That’s just horrifying, imagining (hell, living in) a world where a person and his circumstances need to be marketable for him to stand a chance of getting help. What about having a lot of money qualifies a person to make such decisions across the rest of society?

But a guy like Ricketts, he doesn’t see the horror. He even says, it’s not about the money, it’s that he likes to be “the boss,” which is an impulse I can’t even begin to comprehend (and I’ve long since come to recognize I’m the odd one there—most people could be shift-manager at a McDonalds without feeling incredibly gross about their relationship to the people working on the shift; I can’t).

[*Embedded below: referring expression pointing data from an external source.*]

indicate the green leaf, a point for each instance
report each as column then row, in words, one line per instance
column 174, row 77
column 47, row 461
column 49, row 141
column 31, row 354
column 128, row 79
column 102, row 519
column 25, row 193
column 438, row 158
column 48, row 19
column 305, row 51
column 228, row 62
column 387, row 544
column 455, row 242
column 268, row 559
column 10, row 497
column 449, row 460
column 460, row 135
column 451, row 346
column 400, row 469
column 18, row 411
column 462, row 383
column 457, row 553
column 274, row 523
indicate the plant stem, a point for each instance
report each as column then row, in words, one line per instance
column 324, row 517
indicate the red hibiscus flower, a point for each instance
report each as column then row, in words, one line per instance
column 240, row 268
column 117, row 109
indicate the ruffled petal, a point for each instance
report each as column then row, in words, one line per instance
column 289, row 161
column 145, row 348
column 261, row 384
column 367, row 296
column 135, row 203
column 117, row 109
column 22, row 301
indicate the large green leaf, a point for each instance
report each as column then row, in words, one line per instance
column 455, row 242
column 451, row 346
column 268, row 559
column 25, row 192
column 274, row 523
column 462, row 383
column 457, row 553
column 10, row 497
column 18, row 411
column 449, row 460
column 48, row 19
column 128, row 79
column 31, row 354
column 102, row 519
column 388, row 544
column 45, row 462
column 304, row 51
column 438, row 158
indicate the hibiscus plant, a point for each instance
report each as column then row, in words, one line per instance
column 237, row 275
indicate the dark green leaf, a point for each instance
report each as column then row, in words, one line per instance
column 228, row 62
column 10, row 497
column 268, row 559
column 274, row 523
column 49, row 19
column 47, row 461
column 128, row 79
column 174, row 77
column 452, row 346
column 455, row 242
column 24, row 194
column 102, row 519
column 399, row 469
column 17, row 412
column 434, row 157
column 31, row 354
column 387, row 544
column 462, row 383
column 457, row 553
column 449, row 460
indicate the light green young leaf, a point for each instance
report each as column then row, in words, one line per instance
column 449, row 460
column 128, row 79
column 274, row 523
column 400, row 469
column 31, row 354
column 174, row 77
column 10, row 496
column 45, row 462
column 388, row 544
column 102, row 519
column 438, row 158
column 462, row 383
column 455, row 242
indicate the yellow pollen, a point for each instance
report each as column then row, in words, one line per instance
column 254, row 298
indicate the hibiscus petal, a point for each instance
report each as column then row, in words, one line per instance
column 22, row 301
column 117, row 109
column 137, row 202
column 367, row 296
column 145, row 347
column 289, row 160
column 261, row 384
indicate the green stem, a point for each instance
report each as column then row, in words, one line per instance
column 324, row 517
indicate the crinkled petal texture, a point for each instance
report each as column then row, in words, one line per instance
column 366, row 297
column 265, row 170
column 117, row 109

For all their libertarian-cranking blather about “freedom” and “individuality” they really crave a world where they can afford to deprive everybody else of those things, and way too often, we let them.
posted by gelfin at 8:05 AM on November 8 [14 favorites]

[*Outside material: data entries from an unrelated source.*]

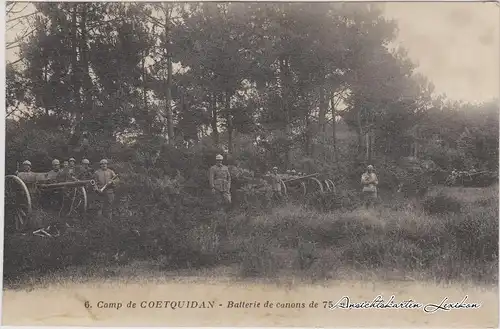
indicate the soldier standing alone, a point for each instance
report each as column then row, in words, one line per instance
column 105, row 176
column 369, row 181
column 220, row 180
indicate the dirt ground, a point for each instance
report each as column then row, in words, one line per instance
column 64, row 304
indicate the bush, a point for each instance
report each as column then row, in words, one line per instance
column 441, row 204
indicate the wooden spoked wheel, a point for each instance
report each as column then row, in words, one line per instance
column 316, row 185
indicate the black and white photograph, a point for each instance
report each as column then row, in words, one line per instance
column 251, row 164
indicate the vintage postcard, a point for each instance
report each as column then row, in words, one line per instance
column 258, row 164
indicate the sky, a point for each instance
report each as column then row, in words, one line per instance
column 455, row 44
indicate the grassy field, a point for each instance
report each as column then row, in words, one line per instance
column 451, row 236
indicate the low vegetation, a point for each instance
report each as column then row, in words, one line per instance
column 434, row 240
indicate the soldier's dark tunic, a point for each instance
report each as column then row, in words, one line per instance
column 220, row 180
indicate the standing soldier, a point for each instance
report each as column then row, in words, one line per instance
column 276, row 184
column 26, row 173
column 72, row 167
column 105, row 180
column 85, row 172
column 55, row 173
column 220, row 180
column 369, row 181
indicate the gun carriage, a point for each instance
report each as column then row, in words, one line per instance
column 27, row 193
column 300, row 186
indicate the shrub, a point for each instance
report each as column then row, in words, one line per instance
column 441, row 204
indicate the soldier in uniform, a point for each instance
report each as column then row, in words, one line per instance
column 220, row 180
column 369, row 181
column 72, row 167
column 276, row 185
column 55, row 173
column 104, row 176
column 26, row 170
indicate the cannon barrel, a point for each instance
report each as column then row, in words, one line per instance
column 77, row 183
column 301, row 177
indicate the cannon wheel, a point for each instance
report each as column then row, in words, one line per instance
column 17, row 201
column 77, row 201
column 319, row 184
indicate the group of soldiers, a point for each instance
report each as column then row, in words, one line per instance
column 220, row 182
column 105, row 179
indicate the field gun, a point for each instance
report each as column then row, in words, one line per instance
column 25, row 192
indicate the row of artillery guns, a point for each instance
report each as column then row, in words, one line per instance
column 472, row 178
column 301, row 185
column 28, row 192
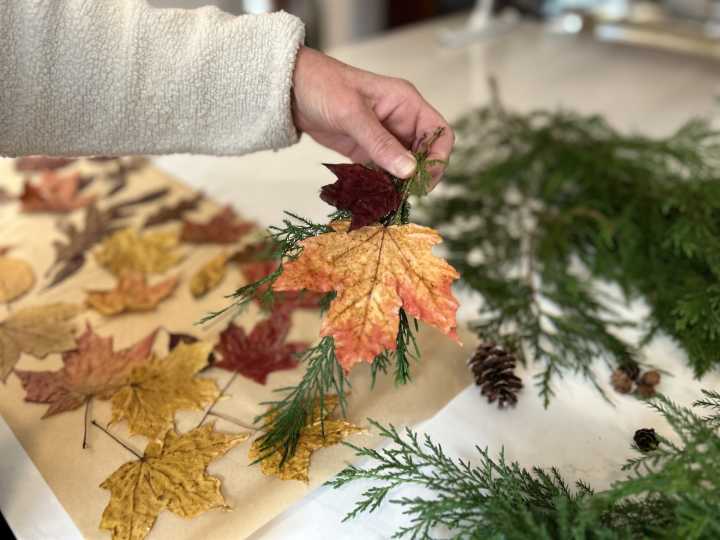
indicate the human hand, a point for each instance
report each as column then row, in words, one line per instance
column 364, row 116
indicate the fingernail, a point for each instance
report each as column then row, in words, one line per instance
column 404, row 166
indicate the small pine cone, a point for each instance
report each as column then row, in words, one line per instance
column 650, row 378
column 621, row 382
column 493, row 368
column 646, row 440
column 631, row 369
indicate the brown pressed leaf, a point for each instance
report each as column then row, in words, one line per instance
column 261, row 352
column 209, row 275
column 319, row 432
column 16, row 278
column 223, row 228
column 93, row 369
column 170, row 476
column 128, row 251
column 368, row 194
column 38, row 331
column 375, row 271
column 41, row 163
column 53, row 192
column 132, row 293
column 155, row 391
column 173, row 212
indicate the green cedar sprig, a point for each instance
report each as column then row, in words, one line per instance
column 672, row 492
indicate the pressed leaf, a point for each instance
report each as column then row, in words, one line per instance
column 368, row 194
column 132, row 293
column 156, row 390
column 319, row 432
column 375, row 271
column 94, row 368
column 53, row 192
column 16, row 278
column 38, row 331
column 223, row 228
column 209, row 275
column 171, row 476
column 260, row 352
column 128, row 251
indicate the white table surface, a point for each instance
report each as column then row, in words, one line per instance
column 580, row 433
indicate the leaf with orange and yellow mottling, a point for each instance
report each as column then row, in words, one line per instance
column 375, row 271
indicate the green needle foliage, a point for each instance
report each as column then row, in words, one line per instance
column 537, row 209
column 672, row 492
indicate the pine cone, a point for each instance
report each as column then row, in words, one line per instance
column 646, row 440
column 493, row 368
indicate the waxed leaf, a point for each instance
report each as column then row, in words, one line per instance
column 38, row 331
column 260, row 352
column 128, row 251
column 375, row 271
column 16, row 278
column 94, row 368
column 132, row 293
column 156, row 390
column 319, row 432
column 368, row 194
column 209, row 276
column 172, row 475
column 223, row 228
column 53, row 192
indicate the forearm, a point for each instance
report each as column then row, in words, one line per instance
column 80, row 77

"Right this second, Elon Musk is almost certainly shitposting on Reddit or Twitter or somewhere and mentally counting that as significantly more difficult and dangerous work than the people narrowly avoiding injury on the production line at his Tesla factories."

When I do it, it's time theft. When my boss does it, it's "hard work" and "being a thought leader."*


*Not actually referring to myself or my boss specifically here, but you get the point.
posted by asnider at 8:41 AM on November 8 [7 favorites]


Chicago sports fans have a lot of thoughts about the Ricketts.
posted by We put our faith in Blast Hardcheese at 10:07 AM on November 8 [1 favorite]


gelfin: This becomes especially tooth-grinding for me when it comes to the breezy, thoughtless way privileged people claim that private charity can replace public welfare.

Communism will never work because people are so selfish, and also welfare can be replaced by private charity because people are so generous.
posted by clawsoon at 8:09 PM on November 8 [8 favorites]


Not to derail too much but his son Pete is the governor of Nebraska. This is what kind of a shitbird Pete and Joe are:

"In 2015, the state legislature voted to repeal the death penalty, overriding governor Pete Ricketts' veto. However, a petition drive secured enough signatures to suspend the repeal until a public vote. In the November 2016 general election, voters rejected the repeal measure, preserving capital punishment in the state."

Who funded fully 1/3 of that petition drive? Why, the Ricketts family, of course. They're not just influencing politics behind the scenes, they're opening their collective wallets and spraying money around so that the state has "the moral high ground" which apparently means "what the Ricketts family likes."
posted by ensign_ricky at 8:50 AM on November 9 [4 favorites]


Where's that 91% tax bracket and/or severe wealth tax when we really need it?